Elle ne répond pas. Sa lourde tête semble attirée par le sol. Elle ne bouge même pas les oreilles quand je l’interpelle. Elle reste immobile. Je suis inquiet. Je hausse le ton, juste pour la secouer. Elle daigne alors relever la tête. Elle me regarde de ses yeux ronds et bien noirs : pas une once de vie y scintillait. Rien que le vide d’une insondable tristesse.
– Ah ! C’est vous ô mon bon maître. Je ne vous ai pas entendu arriver.
– Ma douce Cabotte, je te sens pas bien dans ta tête, ni dans ton corps ni sur tes sabots. Dis-moi, que t’arrive-t-il ? N’es-tu pas malade ?
– Non. Rien de bien grave, ô mon bon maître. J’ai le cafard ; il m’est tombé dessus comme une averse surprise en plein mois de mars. C’est terrible. Il s’imprègne en moi ; m’enveloppe. Je suis lasse. Prisonnière.

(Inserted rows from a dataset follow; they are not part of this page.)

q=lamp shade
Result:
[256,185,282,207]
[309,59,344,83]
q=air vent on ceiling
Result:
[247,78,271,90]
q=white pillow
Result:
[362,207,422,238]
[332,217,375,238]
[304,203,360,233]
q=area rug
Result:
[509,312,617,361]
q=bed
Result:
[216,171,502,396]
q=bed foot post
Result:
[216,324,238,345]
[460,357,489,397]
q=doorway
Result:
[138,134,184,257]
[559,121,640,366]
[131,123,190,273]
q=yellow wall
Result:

– Lasse de quoi ma Cabotte ?
– Je n’en sais rien.
– Tu t’ennuies ?
– Non, non, rien de cela. Il n’y a pas d’explications. C’est comme cela.
– Tu veux changer de Maître, de coéquipier, de compagnon de route ? Tu en as marre de ma tronche ?
– Non, ô mon bon Maître. Non. Je suis heureuse de vous savoir près de moi. Rassurée même. Je sais que vous vous préoccupez de ma santé. Vous êtes très attentionné. Je n’ai pas à me plaindre de vous. Vous n’êtes en rien responsable de mes états d’âme. Je n’y comprends rien moi même. C’est tout. Ce n’est que passager.
– Comment puis-je t’aider pour te rendre ta légèreté, ta joie de vivre ?
– Je ne sais pas moi. Je n’en ai aucune idée. Faites-moi rire. Oui, oui faites moi rire. C’est de cela dont j’ai le plus besoin en ce moment. Le rire est une bonne chose pour moi. Je ne ris pas assez. Je crois.
– As-tu une idée de comment je dois m’y prendre ?
– À vous de voir. Vous avez certainement une solution derrière la tête.
– Aucune. J’ai beau chercher, aucune ma Cabotte.
– Alors lâchez-vous. Dansez, si vous voulez. Oui dansez. Une belle danse. Du n’importe quoi. Un truc de ce genre.
Me voilà engagé dans une immense gestuelle désarticulée digne des meilleures danses préhistoriques. J’émis des sons gutturaux allant du grognement primaire ou primitif à la plainte longue et effrénée complètement désaccordée, ponctuée par quelques surprenants et désagréables cris aigus. J’ignorais que je pouvais improviser une telle chorégraphie. Cabotte fut prise, après une période atterrée, d’un braiement désopilant à s’en battre les flancs. Elle s’en retroussait les généreuses babines jusqu’aux naseaux, laissant apparaître une belle et imposante dentition. Tout son corps subissait des soubresauts anarchiques à se rouler parterre. J’exagère à peine. Je m’arrêtai brutalement en exécutant un ultime et maladroit entrechat. J’étais à bout de souffle ; mais satisfait de ma prestation et des effets sur Cabotte.
– Ô mon bon Maître vous avez du talent. Quelle incroyable énergie ! Quel beau saut ! Quel final !
– Je suis exténué. Je me suis bien défoulé.
– Vous avez réussi à me sortir de ma léthargie. Merci ô mon bon Maître. Merci. Quelle rigolade. J’en ai encore mal aux côtes. J’en pleure de bonheur.
– Je suis enfin rassuré ma douce Cabotte. J’ai eu vraiment peur.
– Ne craignez plus rien ô mon bon Maître. Maintenant je suis revenu sur pied.